From the Catechism: "They must be accepted with respect, compassion, and sensitivity. Every sign of unjust discrimination in their regard should be avoided. These persons are called to fulfill God's will in their lives. Homosexual persons are called to chastity." CCC 2358-2359
An Invitation to Courageous Love
His Eminence, the late Terence Cardinal Cooke of New York recognized that those experiencing same sex attraction were often left wondering, "Is there a place for me in the Church?" He understood that the Church needed a formal apostolate that could answer that question.
"(Cardinal Cooke) knew that the individual dealing with same-sex attractions truly needed to experience the freedom of interior chastity and in that freedom find the steps necessary to living a fully Christian life in communion with God and others. He was concerned that many would not find this path and would be constantly trying to get their needs met in ways that ultimately do not satisfy the desires of the heart." -- Courage
With the help of Fr. John Harvey, Rev. Benedict Groeschel, C.F.R. and others, the Courage Apostolate held its first meeting in New York in September of 1980. Today, Courage ministers in 2/3rds of the dioceses in the United States (including the Diocese of Raleigh) as well as 14 countries on 5 continents.
The Goals of Courage
Because Jesus thirsts for every person, the Church does not reject anyone. Courage welcomes and accompanies the same sex attracted Catholic. And rather than impose a template into which members must fit, Courage leaders listen to a person's story, help them process their own story and challenge them to walk the path God is calling them to take.

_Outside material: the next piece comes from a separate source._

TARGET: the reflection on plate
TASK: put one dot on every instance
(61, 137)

Courage members maintain 5 goals:
Live a chaste life according to Catholic Church teaching,
Develop a life of prayer,
Fellowship within a confidential group,
Support of chaste friendships outside of the group,
Live lives that serve as good example and attract others to Christ.
EnCourage-ment for Families
When a family member expresses an attraction to the same sex, parents, spouses and children often struggle with feelings of anger, grief, confusion or guilt. Societal pressure to support civil unions can leave loved ones unsure of the proper, loving response to a gay family member who questions or rejects God's design for marriage. EnCourage provides pastoral care and support for friends and family members of homosexual individuals.
Both Courage and EnCourage offer free, confidential support and fellowship within chapter meetings or online. To respect the privacy of members, meeting details are never posted and interested individuals are interviewed by the chapter chaplain.